The United States of America is the place where “anybody can become president.” Obtaining the office of POTUS is is generally considered the highest level of success one can achieve in this fair nation. Mark Roberts has been writing all week of on the story of Joseph who achieved massive success in his day. Yesterday Roberts wrote of his own experience of success:
During my four-and-a-half years in residency there, I spent thousands upon thousands of hours in the Harvard Divinity School library. Sometimes, as I sat in my carrel reading away, I would daydream about the day when one of my books would be in that library.
It did finally come, a couple of years ago…. I thought I might check and see if one of my books was there. Sure enough, one had made it to the library stacks, a commentary I wrote on Ezra, Nehemiah, and Esther. As a matter of fact, I found another one of my books there too, Can We Trust the Gospels?…
How did I feel? Was I overcome with the ecstasy of my success? Hardly. Yes, I felt pleased. I felt grateful for the gifts and opportunities God has given to me. But the deep sense of accomplishment that I had once anticipated didn’t come. I did not stand there in the Div School library and feel that my life was now complete. I was not energized for my work on the new commentary by the hope that I might have another book on the shelves of that library.
In fact, my being underwhelmed by the presence of my books in the library helped me remember and clarify my true purpose for my writing and, indeed, for all the work I do. My goal is not to get attention or some kind of personal satisfaction from my success. I write to serve the Lord and to participate in his work in the world. I write to serve my readers in the hope that they will grow in faith and faithful discipleship.
I cannot help but wonder if some, even many, of those that seek the office of president and those that vote for them in this current age have lost sight of the essential truth that Roberts experienced in that library.
If your candidate wins the election, it is not necessarily affirmation that your point of view is right. It is not personal validation of the candidate and his or her supporters.
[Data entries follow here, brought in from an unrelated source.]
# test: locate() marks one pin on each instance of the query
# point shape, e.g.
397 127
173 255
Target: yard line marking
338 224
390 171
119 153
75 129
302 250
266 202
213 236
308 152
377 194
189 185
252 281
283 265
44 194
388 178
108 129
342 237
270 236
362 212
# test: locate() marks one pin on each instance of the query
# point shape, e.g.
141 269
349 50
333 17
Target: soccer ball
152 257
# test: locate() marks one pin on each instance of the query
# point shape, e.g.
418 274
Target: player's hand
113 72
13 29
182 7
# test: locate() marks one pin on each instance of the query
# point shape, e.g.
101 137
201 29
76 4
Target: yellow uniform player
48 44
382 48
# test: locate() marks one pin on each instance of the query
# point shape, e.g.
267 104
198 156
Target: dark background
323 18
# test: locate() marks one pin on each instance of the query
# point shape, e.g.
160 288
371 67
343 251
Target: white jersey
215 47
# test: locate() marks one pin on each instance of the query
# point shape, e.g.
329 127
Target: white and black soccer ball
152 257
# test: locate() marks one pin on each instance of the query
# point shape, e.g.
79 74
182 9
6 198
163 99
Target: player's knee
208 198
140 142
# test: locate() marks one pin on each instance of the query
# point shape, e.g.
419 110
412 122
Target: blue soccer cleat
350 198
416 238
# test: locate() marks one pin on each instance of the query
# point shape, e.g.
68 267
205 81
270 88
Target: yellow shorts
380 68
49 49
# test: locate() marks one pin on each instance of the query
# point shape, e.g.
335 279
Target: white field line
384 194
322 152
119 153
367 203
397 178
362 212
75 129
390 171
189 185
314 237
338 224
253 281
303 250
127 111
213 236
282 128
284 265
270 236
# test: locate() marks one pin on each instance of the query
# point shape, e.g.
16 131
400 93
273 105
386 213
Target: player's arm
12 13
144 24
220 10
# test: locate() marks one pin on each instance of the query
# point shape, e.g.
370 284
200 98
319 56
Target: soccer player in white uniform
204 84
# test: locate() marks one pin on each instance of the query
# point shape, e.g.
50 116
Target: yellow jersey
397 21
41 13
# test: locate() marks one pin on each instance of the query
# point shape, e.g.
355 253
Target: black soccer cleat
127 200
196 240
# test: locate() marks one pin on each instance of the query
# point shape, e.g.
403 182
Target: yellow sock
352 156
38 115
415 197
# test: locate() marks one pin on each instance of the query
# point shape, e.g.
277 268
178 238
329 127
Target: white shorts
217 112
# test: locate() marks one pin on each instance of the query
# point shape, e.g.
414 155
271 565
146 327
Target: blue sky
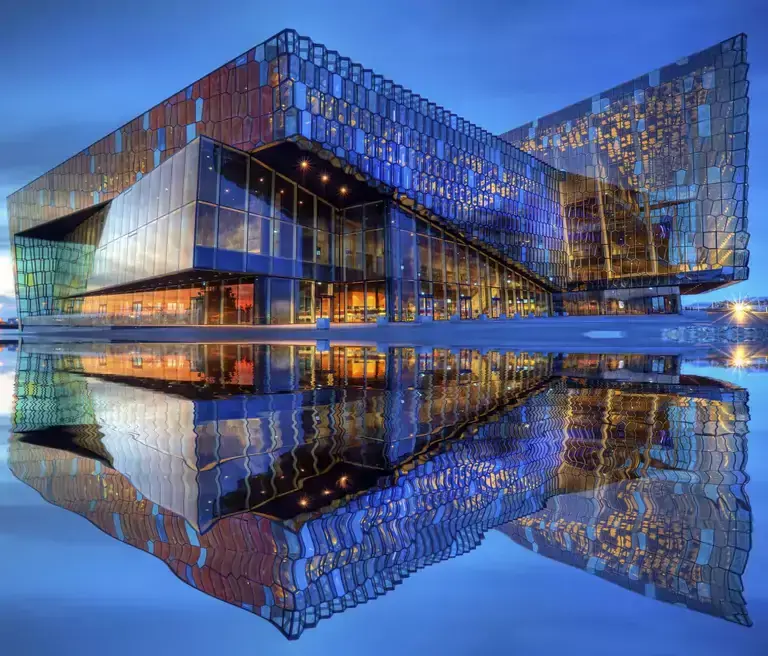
73 71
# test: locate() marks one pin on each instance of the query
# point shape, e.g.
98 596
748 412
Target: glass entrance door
325 307
465 307
426 305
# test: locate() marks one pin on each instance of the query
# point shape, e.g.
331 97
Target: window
407 255
209 179
305 209
305 245
283 239
280 300
232 182
259 190
205 230
284 195
259 235
325 216
231 229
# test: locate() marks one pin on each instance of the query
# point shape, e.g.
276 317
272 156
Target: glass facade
655 191
280 254
643 186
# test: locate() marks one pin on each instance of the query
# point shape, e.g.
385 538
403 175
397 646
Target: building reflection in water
297 482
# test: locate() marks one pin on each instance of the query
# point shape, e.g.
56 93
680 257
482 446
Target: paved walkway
600 334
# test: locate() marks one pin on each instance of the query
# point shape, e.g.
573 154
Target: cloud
26 156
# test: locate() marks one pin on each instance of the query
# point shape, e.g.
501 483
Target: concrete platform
585 334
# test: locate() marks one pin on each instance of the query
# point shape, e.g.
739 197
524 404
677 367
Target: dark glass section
259 189
233 182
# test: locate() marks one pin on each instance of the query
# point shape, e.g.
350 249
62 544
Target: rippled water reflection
297 482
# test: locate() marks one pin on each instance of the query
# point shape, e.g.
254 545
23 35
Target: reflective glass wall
263 249
656 185
292 89
439 275
145 232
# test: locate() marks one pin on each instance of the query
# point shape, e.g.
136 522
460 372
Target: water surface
299 499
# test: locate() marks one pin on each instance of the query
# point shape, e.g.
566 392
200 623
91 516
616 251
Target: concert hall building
293 184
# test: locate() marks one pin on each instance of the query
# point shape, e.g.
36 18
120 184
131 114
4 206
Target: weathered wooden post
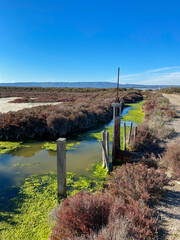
61 168
124 136
130 132
116 130
135 132
105 149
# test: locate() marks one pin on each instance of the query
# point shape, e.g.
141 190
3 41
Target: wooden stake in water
103 146
135 131
105 149
61 168
116 129
130 132
124 136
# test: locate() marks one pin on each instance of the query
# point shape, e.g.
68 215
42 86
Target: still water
33 160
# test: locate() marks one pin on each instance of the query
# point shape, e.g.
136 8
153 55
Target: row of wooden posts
61 157
105 143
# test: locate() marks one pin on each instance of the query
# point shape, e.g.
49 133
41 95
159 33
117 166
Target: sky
86 41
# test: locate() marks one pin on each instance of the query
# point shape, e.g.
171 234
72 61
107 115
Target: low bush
80 110
171 160
81 214
171 90
135 181
142 223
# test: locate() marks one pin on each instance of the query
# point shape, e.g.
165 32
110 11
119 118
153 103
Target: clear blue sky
54 40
The winner of the election is not the MVP; they do not have a trophy to place on the mantle. The only thing that has been won is a job, a job of service to the nation. Not service to your party, not service to your agenda – service to the nation. Election victory celebrations last one night because the next morning the hard work begins.
I enjoy professional wrestling. One of the reasons I enjoy it is because despite the apparent massive egos involved in the “competition,” success in professional wrestling has very little to do with the skill of the wrestler and very much to do with how well they entertain the crowd. Being a professional wrestler is, in the end, the ultimate service job. Most professional athletes these days act as if the crowd serves them; they dance and strut and make faces, begging the crowd to tell them how good they are. Pro wrestlers know that even their celebrations have to be designed to get them over with the crowd – there is nothing genuinely celebratory about it.
Pro wrestling analogies to this and prior elections have become cliché. But they are appropriate on a deep level. Election winners never get genuine celebrations, they just get the opportunity to keep serving.
My prayer for this election cycle is that the voters of this country understand that the election is about the opportunity to serve, not the validation of a point-of-view, a philosophy, a party, or a candidate. I hope you will pray with me.